Tourism Ministry to meet today on how to attract more tourists from China, India after govt grants visa-free entry

Officials from the Tourism, Arts and Culture Ministry and its respective agencies will meet today to find ways to attract more visitors from China and India following the Malaysian government’s announcement, over the weekend, of granting visa-free entry to visitors from those countries.

Its minister, Datuk Seri Tiong King Sing, in replying to a question by Lim Guan Eng (Bagan-PH) in the Dewan Rakyat this morning, said: “We will have a meeting today at the ministry … on how we can promote aggressively, in getting more tourists from China and India to come to Malaysia.”

Tiong earlier revealed that the nation had recorded 1.12 million tourists from China and 472,000 tourists from India, from January to September, this year. The Malaysian government had initially projected 2.5 million tourist arrivals in 2023.

The visa exemptions for China and India nationals will begin on Dec 1, 2023, and is valid till Dec 31, 2024.

China recently announced visa-free entry for Malaysians and several European countries, starting in December. Thailand, a popular tourist destination in Southeast Asia, has also done away with visa applications for tourists from China and India, among others.

“China and India are important markets. This (granting of visa-free entry) is an important initiative to stimulate the tourism industry. These two nations have huge populations, and this will result in more tourist arrivals.

“The waiver will have a positive impact on the industry, and will indirectly help other industries (connected to tourism) such as retail, hotel, and transportation, among others.”
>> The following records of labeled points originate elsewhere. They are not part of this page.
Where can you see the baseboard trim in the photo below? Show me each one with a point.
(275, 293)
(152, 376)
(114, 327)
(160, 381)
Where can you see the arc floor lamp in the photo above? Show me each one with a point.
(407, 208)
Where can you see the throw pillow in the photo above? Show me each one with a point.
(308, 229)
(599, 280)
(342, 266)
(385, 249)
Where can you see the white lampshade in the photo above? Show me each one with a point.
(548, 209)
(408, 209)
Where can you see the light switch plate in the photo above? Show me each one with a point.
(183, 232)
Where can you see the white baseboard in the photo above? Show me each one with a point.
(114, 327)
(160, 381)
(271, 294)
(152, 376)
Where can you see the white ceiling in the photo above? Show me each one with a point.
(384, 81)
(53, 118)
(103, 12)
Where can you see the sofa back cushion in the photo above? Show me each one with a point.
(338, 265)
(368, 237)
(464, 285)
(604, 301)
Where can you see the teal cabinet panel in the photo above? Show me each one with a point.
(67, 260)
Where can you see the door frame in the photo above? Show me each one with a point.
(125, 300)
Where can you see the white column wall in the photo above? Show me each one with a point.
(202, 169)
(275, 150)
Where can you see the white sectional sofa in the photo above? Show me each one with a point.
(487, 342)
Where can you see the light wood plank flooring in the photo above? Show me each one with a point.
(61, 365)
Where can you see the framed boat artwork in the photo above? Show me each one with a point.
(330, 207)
Tiong highlighted that as the nation is expected to receive more visitors, facilities, especially at tourist destinations, must be in good working order.

“Also, don’t turn everything into a religious issue. We have to focus on things that will contribute to the country, so that we can get more tourists into Malaysia, which will boost our economy,” he added.
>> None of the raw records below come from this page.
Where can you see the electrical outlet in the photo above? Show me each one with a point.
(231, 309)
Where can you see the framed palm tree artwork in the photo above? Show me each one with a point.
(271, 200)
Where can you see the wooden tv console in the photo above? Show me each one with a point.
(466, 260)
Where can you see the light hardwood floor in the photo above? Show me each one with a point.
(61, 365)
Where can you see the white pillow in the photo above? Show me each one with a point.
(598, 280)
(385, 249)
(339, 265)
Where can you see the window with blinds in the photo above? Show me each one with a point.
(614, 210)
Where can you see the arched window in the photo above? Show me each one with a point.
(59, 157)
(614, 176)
Tiong, in a Facebook posting earlier this month, said that the drop in tourist arrivals in Langkawi – a popular island destination among locals and foreigners – should not be politicised.

“Like it or not, the reality is that there have been many complaints from tourists about Langkawi. Firstly, the price of food and accommodation is too high and illogical,” he wrote.
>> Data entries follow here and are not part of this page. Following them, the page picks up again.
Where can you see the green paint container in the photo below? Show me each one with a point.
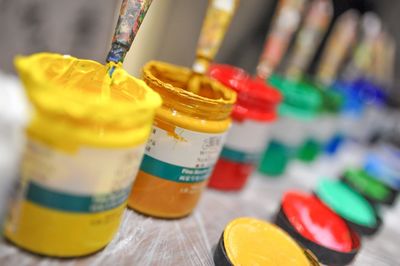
(351, 206)
(300, 107)
(369, 187)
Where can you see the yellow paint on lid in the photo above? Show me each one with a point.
(250, 241)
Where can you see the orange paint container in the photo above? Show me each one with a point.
(186, 140)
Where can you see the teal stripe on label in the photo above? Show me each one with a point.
(75, 203)
(239, 156)
(173, 172)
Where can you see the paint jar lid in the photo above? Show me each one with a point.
(369, 187)
(82, 91)
(249, 241)
(317, 228)
(377, 167)
(352, 103)
(301, 100)
(338, 196)
(256, 100)
(369, 92)
(315, 221)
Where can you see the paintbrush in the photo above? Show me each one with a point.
(218, 17)
(130, 18)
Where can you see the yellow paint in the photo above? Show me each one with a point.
(77, 106)
(250, 241)
(207, 111)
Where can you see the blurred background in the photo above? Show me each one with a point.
(84, 28)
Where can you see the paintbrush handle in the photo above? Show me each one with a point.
(130, 18)
(218, 17)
“Secondly, tourists are feeling uneasy and uncomfortable with the spread of extremist religious ideologies. We have to investigate claims to prevent this small extremist group from creating chaos and destroying the tourism industry.”

Kelantan and Terengganu, led by the Islamic party Pas, have imposed a strict dress code in the East Coast states.

“We must allow international tourists to feel that their privacy and freedoms are protected when they step foot in Malaysia,” Tiong posted, in addressing this.